Second APA Distinction Award for RWF Master Plan in Three Months
SAN JOSE, Calif. – The San José-Santa Clara Regional Wastewater Facility received a second award of excellence from the American Planning Association Northern California for the RWF Plant Master Plan, a 30-year roadmap for rebuilding the 60-year-old wastewater facility that protects the environment and economy of the South Bay.
The APA Northern California Chapter presented the Award of Merit for Innovation in Green Community Planning to the San José Environmental Services Department last Friday, June 10, at its 2016 awards ceremony.
“I’m delighted to receive another award of excellence on behalf of our staff and our community who worked hard to create a long-term master plan that is both visionary and practical,” said Kerrie Romanow, director of the San José Environmental Services Department.
“This Master Plan will guide us through the next three decades as we rebuild our wastewater treatment facility that is essential to protect our community’s public health and the South Bay’s environment, while supporting the Silicon Valley economy.”
In April, the APA also awarded its prestigious National Planning Achievement Award for Environmental Planning to ESD for the RWF Master Plan.
The RWF Master Plan was the result of a three-year planning effort that utilized sustainability principles and included the participation from residents and businesses, cities, special districts, and environmental groups to develop the plan. The city councils of San José and Santa Clara, which jointly own the Regional Wastewater Facility, formally adopted the plan in November 2013, and significant construction has already begun on the rebuilding program.

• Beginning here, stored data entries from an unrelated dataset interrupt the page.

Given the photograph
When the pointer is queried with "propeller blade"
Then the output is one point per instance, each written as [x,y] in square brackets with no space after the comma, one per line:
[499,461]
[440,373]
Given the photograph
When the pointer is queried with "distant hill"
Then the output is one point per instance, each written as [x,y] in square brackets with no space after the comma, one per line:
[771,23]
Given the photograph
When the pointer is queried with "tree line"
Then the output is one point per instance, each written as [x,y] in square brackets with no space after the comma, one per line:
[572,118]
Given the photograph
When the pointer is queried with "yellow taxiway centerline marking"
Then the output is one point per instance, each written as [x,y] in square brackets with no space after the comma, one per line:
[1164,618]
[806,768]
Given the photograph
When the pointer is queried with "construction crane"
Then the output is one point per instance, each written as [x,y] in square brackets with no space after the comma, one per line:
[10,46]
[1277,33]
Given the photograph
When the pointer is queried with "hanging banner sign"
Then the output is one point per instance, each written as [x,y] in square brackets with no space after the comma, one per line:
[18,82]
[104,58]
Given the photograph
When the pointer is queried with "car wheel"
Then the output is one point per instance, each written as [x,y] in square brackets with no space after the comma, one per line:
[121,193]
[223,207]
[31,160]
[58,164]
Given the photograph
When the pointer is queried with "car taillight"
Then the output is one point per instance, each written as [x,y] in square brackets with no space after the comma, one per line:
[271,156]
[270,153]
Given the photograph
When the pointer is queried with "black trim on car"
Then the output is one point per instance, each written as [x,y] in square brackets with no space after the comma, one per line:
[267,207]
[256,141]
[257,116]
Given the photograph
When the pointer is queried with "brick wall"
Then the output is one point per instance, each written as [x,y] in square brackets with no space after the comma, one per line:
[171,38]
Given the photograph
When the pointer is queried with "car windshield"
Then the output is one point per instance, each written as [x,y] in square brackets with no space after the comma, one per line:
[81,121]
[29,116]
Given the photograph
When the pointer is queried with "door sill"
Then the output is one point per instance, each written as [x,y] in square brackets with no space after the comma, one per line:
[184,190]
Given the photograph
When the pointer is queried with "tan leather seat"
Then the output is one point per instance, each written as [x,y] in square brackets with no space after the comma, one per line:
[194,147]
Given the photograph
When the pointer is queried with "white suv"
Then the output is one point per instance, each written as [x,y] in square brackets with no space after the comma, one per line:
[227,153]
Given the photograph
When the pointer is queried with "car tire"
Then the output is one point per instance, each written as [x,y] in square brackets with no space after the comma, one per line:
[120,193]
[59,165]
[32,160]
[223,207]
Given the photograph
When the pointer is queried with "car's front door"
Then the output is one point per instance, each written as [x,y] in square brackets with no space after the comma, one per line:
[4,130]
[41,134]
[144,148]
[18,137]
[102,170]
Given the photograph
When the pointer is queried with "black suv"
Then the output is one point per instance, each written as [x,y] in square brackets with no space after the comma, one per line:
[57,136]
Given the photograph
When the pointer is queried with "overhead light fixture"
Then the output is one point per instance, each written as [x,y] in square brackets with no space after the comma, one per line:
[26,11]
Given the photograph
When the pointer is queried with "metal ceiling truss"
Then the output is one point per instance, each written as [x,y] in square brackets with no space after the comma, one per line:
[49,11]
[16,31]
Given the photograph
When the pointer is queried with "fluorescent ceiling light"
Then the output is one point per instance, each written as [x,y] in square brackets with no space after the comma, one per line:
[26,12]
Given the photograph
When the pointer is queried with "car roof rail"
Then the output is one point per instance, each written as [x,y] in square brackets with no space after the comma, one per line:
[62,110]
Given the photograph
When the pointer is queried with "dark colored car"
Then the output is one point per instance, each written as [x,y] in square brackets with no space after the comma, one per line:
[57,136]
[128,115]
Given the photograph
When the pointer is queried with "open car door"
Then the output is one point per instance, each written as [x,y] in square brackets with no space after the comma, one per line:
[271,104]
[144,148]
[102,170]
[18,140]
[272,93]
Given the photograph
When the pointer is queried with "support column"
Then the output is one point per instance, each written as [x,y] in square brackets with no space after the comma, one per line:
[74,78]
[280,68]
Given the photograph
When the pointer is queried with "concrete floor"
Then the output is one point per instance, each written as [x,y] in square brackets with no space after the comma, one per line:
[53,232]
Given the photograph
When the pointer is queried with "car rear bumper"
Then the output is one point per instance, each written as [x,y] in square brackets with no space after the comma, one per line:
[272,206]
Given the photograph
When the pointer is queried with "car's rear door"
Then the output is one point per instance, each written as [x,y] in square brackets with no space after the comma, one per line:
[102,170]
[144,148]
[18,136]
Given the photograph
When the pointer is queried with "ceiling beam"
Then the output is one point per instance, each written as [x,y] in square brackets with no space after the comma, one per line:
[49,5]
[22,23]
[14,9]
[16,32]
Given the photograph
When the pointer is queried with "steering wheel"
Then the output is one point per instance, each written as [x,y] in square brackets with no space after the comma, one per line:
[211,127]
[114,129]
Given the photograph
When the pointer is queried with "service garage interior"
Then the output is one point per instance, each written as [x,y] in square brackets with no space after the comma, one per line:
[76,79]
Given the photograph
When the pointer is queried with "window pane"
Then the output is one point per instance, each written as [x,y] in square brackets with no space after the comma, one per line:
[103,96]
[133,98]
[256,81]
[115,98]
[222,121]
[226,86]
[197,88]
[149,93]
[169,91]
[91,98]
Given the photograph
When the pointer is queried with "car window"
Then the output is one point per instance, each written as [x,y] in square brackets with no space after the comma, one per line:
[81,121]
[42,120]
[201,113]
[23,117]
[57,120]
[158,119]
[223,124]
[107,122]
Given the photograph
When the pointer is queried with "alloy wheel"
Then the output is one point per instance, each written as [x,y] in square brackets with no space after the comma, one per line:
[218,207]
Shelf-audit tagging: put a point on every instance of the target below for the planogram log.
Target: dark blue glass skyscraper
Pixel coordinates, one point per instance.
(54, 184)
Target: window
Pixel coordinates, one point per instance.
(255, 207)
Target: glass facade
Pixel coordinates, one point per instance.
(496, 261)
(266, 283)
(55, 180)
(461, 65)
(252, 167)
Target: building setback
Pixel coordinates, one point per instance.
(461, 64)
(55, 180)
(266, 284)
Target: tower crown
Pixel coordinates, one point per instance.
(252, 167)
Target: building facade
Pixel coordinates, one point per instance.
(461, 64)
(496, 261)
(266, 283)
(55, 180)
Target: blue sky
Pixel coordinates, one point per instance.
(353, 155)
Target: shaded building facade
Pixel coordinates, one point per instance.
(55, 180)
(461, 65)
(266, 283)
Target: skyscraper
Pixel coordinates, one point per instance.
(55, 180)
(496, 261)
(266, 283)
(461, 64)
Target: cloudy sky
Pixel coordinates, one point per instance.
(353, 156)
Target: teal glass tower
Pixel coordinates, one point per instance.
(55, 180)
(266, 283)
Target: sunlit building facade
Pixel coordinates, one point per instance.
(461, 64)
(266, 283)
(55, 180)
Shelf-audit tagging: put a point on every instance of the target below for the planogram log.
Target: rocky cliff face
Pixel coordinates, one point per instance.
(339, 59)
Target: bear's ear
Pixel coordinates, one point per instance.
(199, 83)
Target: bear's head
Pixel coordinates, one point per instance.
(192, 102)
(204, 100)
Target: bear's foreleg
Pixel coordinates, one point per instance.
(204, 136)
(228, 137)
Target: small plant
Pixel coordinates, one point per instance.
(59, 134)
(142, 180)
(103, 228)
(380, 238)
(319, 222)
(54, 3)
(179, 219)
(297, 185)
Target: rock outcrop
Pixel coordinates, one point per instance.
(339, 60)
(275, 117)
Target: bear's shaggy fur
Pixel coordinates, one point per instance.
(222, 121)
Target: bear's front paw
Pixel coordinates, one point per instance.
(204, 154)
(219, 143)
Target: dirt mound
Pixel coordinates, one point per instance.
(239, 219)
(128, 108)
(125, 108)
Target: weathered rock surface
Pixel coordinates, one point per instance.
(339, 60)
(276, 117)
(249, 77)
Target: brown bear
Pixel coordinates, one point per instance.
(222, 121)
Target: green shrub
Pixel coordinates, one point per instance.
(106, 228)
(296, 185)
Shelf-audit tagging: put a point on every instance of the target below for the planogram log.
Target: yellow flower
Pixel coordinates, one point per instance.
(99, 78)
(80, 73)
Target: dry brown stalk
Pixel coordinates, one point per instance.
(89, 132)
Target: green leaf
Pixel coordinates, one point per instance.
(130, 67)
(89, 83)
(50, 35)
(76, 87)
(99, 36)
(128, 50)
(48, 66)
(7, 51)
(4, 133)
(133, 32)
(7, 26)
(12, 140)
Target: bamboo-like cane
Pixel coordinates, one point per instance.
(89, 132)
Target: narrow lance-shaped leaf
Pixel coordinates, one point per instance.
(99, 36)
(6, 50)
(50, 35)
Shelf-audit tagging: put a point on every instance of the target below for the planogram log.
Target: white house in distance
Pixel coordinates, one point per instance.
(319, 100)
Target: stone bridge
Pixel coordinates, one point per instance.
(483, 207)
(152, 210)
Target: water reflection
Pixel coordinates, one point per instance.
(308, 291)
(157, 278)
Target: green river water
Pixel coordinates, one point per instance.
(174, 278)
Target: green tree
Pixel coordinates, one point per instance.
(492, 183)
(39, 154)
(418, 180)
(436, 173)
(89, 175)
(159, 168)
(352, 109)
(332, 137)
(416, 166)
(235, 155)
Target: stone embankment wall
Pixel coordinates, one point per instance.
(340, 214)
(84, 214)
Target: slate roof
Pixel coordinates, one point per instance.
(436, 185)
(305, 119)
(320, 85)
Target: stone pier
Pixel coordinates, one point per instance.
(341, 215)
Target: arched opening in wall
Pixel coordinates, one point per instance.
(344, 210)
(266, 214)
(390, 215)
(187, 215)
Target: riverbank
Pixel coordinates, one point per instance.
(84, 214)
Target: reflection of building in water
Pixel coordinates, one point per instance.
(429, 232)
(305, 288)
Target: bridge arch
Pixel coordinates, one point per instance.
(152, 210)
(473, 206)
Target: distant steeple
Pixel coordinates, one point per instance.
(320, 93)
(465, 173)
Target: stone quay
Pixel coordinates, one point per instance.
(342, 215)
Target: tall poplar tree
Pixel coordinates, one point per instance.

Operated by the San José Environmental Services Department, the RWF is the largest advanced wastewater treatment facility in the western United States. Operating around the clock since 1956, the RWF treats about 110 million gallons of wastewater daily that is then discharged into the waters of southern San Francisco Bay. The treated wastewater helps keep the Bay clean and supports a diverse ecosystem of birds, fish, and habitat. The RWF consistently meets 100 percent of its state and federal discharge permit requirements.
Selected projects from the RWF Master Plan have already been incorporated into the RWF’s 10-year $1.4 billion Capital Improvement Program (CIP). Replacing obsolete wastewater infrastructure from the 1950s with more efficient and modern technologies will continue the facility’s vital role in protecting public health and the environment.
The Master Plan also calls for increased restoration efforts that will create an additional 1,170 acres of riparian, salt marsh, and wetland habitat for wildlife and plant species under special status, such as the Western Burrowing Owl, Congdon’s Tarplant, and the Salt Marsh Harvest Mouse.
About San José Environmental Services Department (ESD) and the San José-Santa Clara Regional Wastewater Facility
San José, Capital of Silicon Valley, is the largest city in Northern California and the tenth largest city in the nation. The San José Environmental Services Department manages garbage and recycling services; watershed protection and pollution prevention; municipal drinking water and recycled water; sustainability initiatives; and the operation and infrastructure improvements of the San José-Santa Clara Regional Wastewater Facility. With a mission to deliver world class utility services and programs to improve our health, environment, and economy; the department is committed to being a leader in combating climate change at the local government level. Find more information at www.sjenvironment.org.
The Regional Wastewater Facility is jointly owned by the cities of San José and Santa Clara with the San José Environmental Services Department serving as the operator and administrator. It serves more than 1.4 million residents and over 100,000 businesses in eight Silicon Valley cities including San José, Santa Clara, Milpitas, Campbell, Cupertino, Los Gatos, Saratoga, and Monte Sereno.
The Regional Wastewater Facility also manages the South Bay Water Recycling program, delivering highly treated recycled water to 700 customers in San José, Santa Clara, and Milpitas, which saves over 2.2 billion gallons of drinking water a year. The RWF also provides 10 million gallons daily of treated wastewater to the Santa Clara Valley Water District Silicon Valley Water Purification Center as part of an innovative clean water demonstration project.